The Residual degrees of
freedom is the DF total minus the DF model, 199 - 4 is 195.
d. MS - These are the Mean Squares, the Sum of Squares
divided by their respective DF. For the Model,
9543.72074 / 4 = 2385.93019. For the Residual,
9963.77926 / 195 = 51.0963039. These are computed
so you can compute the F ratio, dividing the Mean Square Model by
the Mean Square Residual to test the significance of the predictors
in the model.
Overall Model Fit
Number of obse = 200
F( 4, 195)f = 46.69
Prob > Ff = 0.0000
R-squaredg = 0.4892
Adj R-squaredh = 0.4788
Root MSEi = 7.1482
e. Number of obs - This is the number of observations used
in the regression
analysis.
f. F and Prob > F - The F-value is
the Mean Square Model (2385.93019) divided by the Mean Square
Residual (51.0963039), yielding F=46.69. The
p-value associated with this F value is very small
(0.0000). These values are used to answer the
question "Do the independent variables reliably predict the
dependent variable?". The p-value is compared to
your alpha level (typically 0.05) and, if smaller, you can conclude
"Yes, the independent variables reliably predict the dependent
variable". You could say that the group of
variables math and female can be used to reliably
predict science (the dependent variable).
If the p-value were greater than 0.05, you would say that the group
of independent variables does not show a statistically significant
relationship with the dependent variable, or that the group of
independent variables does not reliably predict the dependent
variable. Note that this is an overall
significance test assessing whether the group of independent
variables when used together reliably predict the dependent
variable, and does not address the ability of any of the particular
independent variables to predict the dependent
variable. The ability of each individual
independent variable to predict the dependent variable is addressed
in the table below
where each of the individual variables are listed.
g. R-squared - R-Squared is the proportion of variance
in the dependent
variable (science) which can be predicted from the
independent variables (math, female, socst and
read). This value indicates that 48.92% of
the variance in science scores
can be predicted from the variables math, female,
socst and read. Note that this is
an overall measure of the strength of association, and does not
reflect the extent to which any particular independent variable is
associated with the dependent variable.
h. Adj R-squared - Adjusted R-square.
As predictors are added to the model, each predictor will explain
some of the variance in the dependent
variable simply due to chance. One could continue
to add predictors to the model which would continue to improve the
ability of the predictors to explain the dependent variable,
although some of this increase in R-square would
be simply due to chance variation in that particular
sample. The adjusted R-square attempts to yield a
more honest value to estimate the R-squared for the
population. The value of
R-square was .4892, while the value of Adjusted R-square was
.4788 Adjusted R-squared is computed using the
formula 1 - ((1 - Rsq)((N - 1) /( N - k - 1)).

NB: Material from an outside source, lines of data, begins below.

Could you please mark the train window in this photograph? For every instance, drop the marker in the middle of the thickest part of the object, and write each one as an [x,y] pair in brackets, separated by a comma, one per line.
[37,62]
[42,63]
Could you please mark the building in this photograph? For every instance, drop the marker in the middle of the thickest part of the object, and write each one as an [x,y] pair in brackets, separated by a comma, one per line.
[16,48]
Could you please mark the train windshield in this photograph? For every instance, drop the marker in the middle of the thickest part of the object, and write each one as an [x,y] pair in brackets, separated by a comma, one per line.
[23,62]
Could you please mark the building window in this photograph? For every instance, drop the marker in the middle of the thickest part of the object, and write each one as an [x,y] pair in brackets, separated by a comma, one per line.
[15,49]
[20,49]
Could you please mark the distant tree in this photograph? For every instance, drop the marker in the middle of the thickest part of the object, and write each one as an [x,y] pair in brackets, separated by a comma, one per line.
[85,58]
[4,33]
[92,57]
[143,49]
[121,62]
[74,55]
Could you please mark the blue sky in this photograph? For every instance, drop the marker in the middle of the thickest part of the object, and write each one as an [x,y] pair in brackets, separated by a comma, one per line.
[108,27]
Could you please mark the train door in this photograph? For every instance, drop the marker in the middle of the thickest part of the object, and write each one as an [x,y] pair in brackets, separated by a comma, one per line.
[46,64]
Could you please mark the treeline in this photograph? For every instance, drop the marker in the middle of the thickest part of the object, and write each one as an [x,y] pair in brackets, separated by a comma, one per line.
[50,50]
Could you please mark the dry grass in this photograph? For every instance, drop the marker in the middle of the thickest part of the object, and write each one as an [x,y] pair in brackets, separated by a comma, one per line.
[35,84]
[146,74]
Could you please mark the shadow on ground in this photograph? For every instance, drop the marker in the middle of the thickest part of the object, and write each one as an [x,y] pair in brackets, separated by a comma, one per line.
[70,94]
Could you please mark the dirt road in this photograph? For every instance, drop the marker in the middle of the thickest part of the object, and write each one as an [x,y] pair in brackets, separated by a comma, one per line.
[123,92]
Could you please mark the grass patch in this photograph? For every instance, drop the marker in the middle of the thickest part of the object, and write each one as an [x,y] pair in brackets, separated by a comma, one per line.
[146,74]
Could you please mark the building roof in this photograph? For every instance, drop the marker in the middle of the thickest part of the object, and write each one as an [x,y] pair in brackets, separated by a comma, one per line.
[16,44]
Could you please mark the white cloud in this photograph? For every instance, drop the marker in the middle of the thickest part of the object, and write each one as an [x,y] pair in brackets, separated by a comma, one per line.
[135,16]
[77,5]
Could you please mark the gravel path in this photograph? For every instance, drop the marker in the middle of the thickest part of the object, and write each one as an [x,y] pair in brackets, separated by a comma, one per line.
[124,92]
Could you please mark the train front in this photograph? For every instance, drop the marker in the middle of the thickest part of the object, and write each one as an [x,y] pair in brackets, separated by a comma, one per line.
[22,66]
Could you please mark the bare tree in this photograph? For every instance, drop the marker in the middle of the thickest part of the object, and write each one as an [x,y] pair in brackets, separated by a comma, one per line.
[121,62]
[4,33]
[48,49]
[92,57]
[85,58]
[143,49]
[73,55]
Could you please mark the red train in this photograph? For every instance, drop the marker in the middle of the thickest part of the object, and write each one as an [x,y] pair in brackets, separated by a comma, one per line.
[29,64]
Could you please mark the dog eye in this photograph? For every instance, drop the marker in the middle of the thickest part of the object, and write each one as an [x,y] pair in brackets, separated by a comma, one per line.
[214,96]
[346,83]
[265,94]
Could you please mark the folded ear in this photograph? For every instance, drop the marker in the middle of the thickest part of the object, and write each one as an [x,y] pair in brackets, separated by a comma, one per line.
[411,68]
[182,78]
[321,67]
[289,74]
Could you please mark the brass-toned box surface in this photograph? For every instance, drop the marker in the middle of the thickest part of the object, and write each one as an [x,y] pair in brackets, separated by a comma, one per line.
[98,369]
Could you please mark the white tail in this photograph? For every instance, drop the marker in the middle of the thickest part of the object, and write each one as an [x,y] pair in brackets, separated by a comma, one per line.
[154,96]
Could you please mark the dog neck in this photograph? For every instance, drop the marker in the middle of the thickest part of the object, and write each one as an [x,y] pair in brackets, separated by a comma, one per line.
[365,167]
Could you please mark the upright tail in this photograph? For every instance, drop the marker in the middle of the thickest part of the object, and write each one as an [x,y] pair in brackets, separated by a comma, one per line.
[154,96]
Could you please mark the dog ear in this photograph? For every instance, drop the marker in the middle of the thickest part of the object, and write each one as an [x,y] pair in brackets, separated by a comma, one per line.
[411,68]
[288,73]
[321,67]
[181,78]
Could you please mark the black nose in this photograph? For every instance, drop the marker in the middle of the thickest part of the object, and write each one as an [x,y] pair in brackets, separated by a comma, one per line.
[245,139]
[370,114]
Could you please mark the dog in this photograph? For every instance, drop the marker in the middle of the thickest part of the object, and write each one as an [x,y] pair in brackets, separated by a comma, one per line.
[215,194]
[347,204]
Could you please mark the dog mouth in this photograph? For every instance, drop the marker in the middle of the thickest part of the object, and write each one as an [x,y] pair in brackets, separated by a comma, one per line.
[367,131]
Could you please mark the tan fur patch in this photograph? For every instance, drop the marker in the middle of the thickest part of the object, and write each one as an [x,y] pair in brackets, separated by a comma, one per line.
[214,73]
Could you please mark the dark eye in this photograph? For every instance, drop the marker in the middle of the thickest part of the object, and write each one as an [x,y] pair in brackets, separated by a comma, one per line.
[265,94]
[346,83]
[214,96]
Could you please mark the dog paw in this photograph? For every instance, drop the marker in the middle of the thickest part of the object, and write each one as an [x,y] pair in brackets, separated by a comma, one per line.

From this formula, you can see that when the number of observations
is small and the number of predictors is large, there will be a
much greater difference between R-square and adjusted R-square
(because the ratio of (N - 1) / (N - k - 1) will be much
greater than 1). By contrast,
when the number of observations is very large compared to the
number of predictors, the value of R-square and adjusted R-square
will be much closer because the ratio of (N - 1)/(N - k - 1) will
approach 1.
i. Root MSE - Root
MSE is the
standard deviation of the error term, and is the square root of the
Mean Square Residual (or Error).
Parameter Estimates
------------------------------------------------------------------------------
sciencej | Coef.k Std. Err.l tm P>|t|m [95% Conf. Interval]n
-------------+----------------------------------------------------------------
math | .3893102 .0741243 5.25 0.000 .243122 .5354983
female | -2.009765 1.022717 -1.97 0.051 -4.026772 .0072428
socst | .0498443 .062232 0.80 0.424 -.0728899 .1725784
read | .3352998 .0727788 4.61 0.000 .1917651 .4788345
_cons | 12.32529 3.193557 3.86 0.000 6.026943 18.62364
------------------------------------------------------------------------------
j. science - This column shows the dependent variable at
the top (science) with the predictor variables below it
(math, female, socst, read and
_cons). The last variable (_cons)
represents the constant, also referred to in textbooks as the
Y intercept, the height of the regression line when it crosses the
Y axis. In other words,
this is the predicted value of science when all other
variables are 0.
k. Coef. - These are the values for the regression
equation for predicting the dependent variable from the independent
variable. The regression equation is presented in many
different ways, for example:
Ypredicted = b0 + b1*x1 + b2*x2 + b3*x3 + b4*x4
The column of estimates (coefficients or parameter estimates,
from here on labeled coefficients) provides the values for b0, b1,
b2, b3 and b4 for this equation. Expressed
in terms of the
variables used in this example,
the regression equation is
sciencePredicted = 12.32529 + .3893102*math +
-2.009765*female+.0498443*socst+.3352998*read
These estimates tell you about the relationship between the
independent variables and the dependent variable.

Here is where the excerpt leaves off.